Hey @gabaly92
Nice work! You are right about the HLSL runtime, this is work in progress and missing most of the operators. With RDG, you also took the biggest challenge, as it is the most complex to get it running.
So first of all: If you have data on cpu and you want to run a model on it on gpu but then get the results on cpu again, I would recommend to use the INNERuntimeGPU interface (and probably the ORTDml runtime) as it handles the upload and download for you.
RuntimeRDG is meant to be used when you want to run a network as part of rendering a frame (e.g. post processing), e.g. consuming the resource that is generated during frame rendering and consume the output which then contributes to the final output.
However, for the fun of the exercise you can indeed do what you did and try to do the up- and download manually. But there are unfortunately a couple of issues with the code and I recommend you reading about the Render Dependency Graph first. Especially the part on uploading buffers and buffer extraction.

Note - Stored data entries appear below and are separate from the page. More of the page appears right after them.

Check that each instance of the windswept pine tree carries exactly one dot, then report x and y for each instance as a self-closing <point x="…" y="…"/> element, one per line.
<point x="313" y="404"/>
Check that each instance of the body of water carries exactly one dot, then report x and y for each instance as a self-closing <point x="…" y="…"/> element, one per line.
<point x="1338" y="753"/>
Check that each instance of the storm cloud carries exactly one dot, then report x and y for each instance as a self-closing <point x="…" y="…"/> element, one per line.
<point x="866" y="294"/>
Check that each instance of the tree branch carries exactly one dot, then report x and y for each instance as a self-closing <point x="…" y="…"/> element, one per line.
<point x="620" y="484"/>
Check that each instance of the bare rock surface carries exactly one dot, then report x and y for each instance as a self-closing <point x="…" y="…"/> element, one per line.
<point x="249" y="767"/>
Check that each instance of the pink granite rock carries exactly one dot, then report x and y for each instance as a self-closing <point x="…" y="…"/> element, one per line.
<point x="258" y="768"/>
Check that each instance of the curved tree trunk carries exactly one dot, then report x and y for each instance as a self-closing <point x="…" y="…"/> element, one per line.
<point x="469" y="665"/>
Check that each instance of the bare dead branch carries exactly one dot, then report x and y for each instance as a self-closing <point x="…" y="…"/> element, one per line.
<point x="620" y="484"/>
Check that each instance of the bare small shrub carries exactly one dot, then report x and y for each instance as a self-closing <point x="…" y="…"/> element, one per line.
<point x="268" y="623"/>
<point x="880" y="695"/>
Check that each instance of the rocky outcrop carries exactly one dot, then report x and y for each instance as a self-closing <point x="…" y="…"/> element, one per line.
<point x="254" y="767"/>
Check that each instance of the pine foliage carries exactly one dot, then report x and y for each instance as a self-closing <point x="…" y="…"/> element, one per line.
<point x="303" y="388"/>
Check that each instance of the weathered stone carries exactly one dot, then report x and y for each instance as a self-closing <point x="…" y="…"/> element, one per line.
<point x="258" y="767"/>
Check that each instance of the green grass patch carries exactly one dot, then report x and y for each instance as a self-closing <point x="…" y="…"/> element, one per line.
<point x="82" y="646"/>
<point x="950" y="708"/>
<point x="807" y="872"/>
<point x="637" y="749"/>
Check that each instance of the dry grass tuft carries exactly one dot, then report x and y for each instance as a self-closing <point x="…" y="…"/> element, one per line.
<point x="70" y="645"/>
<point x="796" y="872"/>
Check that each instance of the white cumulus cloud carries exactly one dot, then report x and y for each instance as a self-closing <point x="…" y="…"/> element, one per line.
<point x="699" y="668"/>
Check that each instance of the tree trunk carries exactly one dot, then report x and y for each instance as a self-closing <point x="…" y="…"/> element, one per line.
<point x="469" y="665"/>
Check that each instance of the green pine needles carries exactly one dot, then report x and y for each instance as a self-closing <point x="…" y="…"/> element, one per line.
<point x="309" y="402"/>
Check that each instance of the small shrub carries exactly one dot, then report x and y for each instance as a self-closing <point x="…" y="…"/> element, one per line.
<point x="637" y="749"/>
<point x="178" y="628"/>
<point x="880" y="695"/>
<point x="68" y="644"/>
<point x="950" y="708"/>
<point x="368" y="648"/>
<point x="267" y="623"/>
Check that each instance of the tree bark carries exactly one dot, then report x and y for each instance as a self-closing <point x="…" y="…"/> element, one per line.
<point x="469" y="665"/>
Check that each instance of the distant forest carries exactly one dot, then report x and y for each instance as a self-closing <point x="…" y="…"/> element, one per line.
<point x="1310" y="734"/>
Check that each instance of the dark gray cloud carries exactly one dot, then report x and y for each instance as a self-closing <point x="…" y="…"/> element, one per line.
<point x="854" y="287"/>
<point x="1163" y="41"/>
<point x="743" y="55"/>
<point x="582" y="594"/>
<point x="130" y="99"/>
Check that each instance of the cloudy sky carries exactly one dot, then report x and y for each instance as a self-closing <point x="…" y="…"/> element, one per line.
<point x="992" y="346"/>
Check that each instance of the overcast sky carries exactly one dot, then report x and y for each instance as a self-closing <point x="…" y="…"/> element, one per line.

E.g. you create the buffers on one GraphBuilder but then use it in the other (which only works if you register or convert it to external), you would typically move this code into the dispatch function, to allow RDG to reuse resources. Also you use the upload mechanism on the output buffer, but what you want there is to download the data from the buffer into your array.
So:
- Create the buffers inside ENQUEUE_RENDER_COMMAND on the same builder and set the input bindings there
- Looks correct
- It crahses because you use buffers that are not valid anymore as they belong to another graph builder
(4. You will not get any results back, as you are uploading your output array)
Hope that helps! As mentioned, it is difficult so dont be demotivated!